For now I expect he’ll do preschool stuff in whatever room we’re working in or else go play/read to himself like he already does when the girls are ignoring him.

At this time we’re planning to use the Tapestry of Grace curriculum with the Well-Trained Mind as another resource for a sort of classical approach in our organizing structure.

Other than Language Arts (Melody’s still learning how to read, and I’ll be requiring more handwriting from Natasha this year) I expect the girls will be using the same teaching time as a class of two.

Jay picked out the Science and thinks he may want to teach the math, and I am wrestling again with how many “extracurriculars” to include.

And by this I do not yet mean any outside-the-home extras.  I mean non-core stuff like Spanish/French, drawing, and musical instruments.  I have resources for any and all of these, I just have to learn where they’d belong.
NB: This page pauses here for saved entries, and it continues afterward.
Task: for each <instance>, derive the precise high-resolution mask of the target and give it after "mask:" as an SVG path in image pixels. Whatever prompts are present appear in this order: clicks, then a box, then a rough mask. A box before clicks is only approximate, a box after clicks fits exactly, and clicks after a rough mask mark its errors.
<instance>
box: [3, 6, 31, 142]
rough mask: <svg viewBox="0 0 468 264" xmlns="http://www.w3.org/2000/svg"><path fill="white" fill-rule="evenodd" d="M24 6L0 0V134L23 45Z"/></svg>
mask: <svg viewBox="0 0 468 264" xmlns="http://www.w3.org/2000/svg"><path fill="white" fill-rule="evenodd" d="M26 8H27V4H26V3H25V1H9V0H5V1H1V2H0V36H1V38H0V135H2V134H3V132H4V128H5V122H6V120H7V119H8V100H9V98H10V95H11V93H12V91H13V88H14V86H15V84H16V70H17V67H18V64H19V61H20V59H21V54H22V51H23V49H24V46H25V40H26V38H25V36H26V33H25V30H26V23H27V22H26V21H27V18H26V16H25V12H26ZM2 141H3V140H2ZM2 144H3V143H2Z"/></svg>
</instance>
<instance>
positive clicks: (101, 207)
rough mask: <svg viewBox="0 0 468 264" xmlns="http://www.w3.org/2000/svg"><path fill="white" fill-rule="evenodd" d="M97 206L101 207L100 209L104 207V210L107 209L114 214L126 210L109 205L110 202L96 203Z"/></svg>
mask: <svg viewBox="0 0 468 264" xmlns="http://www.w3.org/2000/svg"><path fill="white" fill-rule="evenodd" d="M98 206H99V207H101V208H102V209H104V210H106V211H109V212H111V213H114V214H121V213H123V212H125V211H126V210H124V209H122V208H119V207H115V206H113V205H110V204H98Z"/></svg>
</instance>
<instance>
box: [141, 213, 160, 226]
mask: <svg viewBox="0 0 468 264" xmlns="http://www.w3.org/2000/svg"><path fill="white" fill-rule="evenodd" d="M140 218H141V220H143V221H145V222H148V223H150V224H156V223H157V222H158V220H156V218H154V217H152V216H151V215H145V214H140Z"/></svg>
I have a measure of ability and enjoyment in all of these, and would like to share them with my kids (not a little because that would give me more time with them too), but I know that they could wait, too.

I have a funny little list in my homeschool notebook (apparently reading is such a *given* it didn’t even make the list):

Important to Mother

  • Writing and speaking coherently
  • Understanding, loving music

Important to Daddy

  • Math
  • Science

Important Because They’re Important

  • Study of the Word
  • Study of History

See as Beneficial (if we can fit them in)

  • Foreign language
  • Drawing
  • Musical instrument

~ ~ ~

And that’s the outline of where we’re starting from this year.
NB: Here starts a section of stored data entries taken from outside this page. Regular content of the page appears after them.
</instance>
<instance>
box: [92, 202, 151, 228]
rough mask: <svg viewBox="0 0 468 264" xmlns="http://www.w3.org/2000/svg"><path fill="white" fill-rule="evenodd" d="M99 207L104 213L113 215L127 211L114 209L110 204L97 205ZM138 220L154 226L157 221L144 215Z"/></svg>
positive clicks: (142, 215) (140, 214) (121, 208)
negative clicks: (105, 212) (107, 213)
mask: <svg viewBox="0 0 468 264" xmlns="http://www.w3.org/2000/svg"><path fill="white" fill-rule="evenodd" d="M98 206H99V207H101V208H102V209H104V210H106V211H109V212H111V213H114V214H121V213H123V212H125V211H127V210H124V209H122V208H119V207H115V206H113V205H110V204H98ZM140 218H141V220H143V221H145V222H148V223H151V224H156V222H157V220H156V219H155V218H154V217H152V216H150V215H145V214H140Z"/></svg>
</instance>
I made a little chart to compare what “year” we’d be at for each of the kids’ schooling, and how old they’d be for each pass through the material.

Tapestry of Grace, if you didn’t follow the link, follows a 4-year cycle through history, repeating three times over the 12 traditional years of school, increasing in depth as the children mature.  The progression of time is the organizing structure for the curriculum, with a focus on philosophies and personalities and how they shaped history.

After making the chart I realized I’d be 45 by the time Elisha finished high school (yes, with this system I’d expect to be teaching them through high school), and I felt like writing a letter to my 45-year-old self, begging me to remember I’m not making any of these plans out of any imagined certainty or revealed wisdom, but only doing the best I can do with the understanding I currently have.

You see, anytime I see such farsighted “certainty” (Hi, I’ve decided what I’m going to do for the next 15 years), I get uncomfortable, but at the same time I can only make decisions based on the information I have now.

So here I go.

The Straight Life

I am the regular lawn-mower at our house.

I used to think of it was a man-job, and didn’t really consider doing until my mom asked, somewhat scandalized, why I let Jay keep mowing the lawn when it attacks his allergies so badly.

He had this whole system of putting on long pants, tucking his cuffs into his socks, etc.  Then he still had to shower as soon as her finished if he didn’t want his eyes and skin to be itching horribly afterward.

Honestly, it never entered my mind, and I was happy to take over once I actually noticed.

It’s proven very nice for me too.  I am able to gift Jay with something important to him– a nice-looking lawn, and I get both necessary exercise and time to myself with my iPod (we always use hearing protection, and that goes a long way to putting me in my own little world).

Weekend before last I was mowing along listening to the playlist I have for one of my novels (I think I’ve mentioned that I’ve always loved ordering my music in a sort of home-made soundtrack for the stories in my head), and I came upon a dog-bomb I’d missed in my pre-mow sweep.

Thankful I’d seen it before I mowed it, I stopped the mower and found a shovel to clean up.  As I bent to collect the wad, a Kenny G song reached the vocalist part:

I was thinkin’ that I’d always be lonely but God came up with someone like you… Just to think I had made up my mind love was over…

And I had to laugh, of course.

In a perfect world, this is what all that romanticism leads to: the straight life.  The world where you push a mower once or twice a week all summer and pick up dog poop.

And God knows I wouldn’t want it any other way.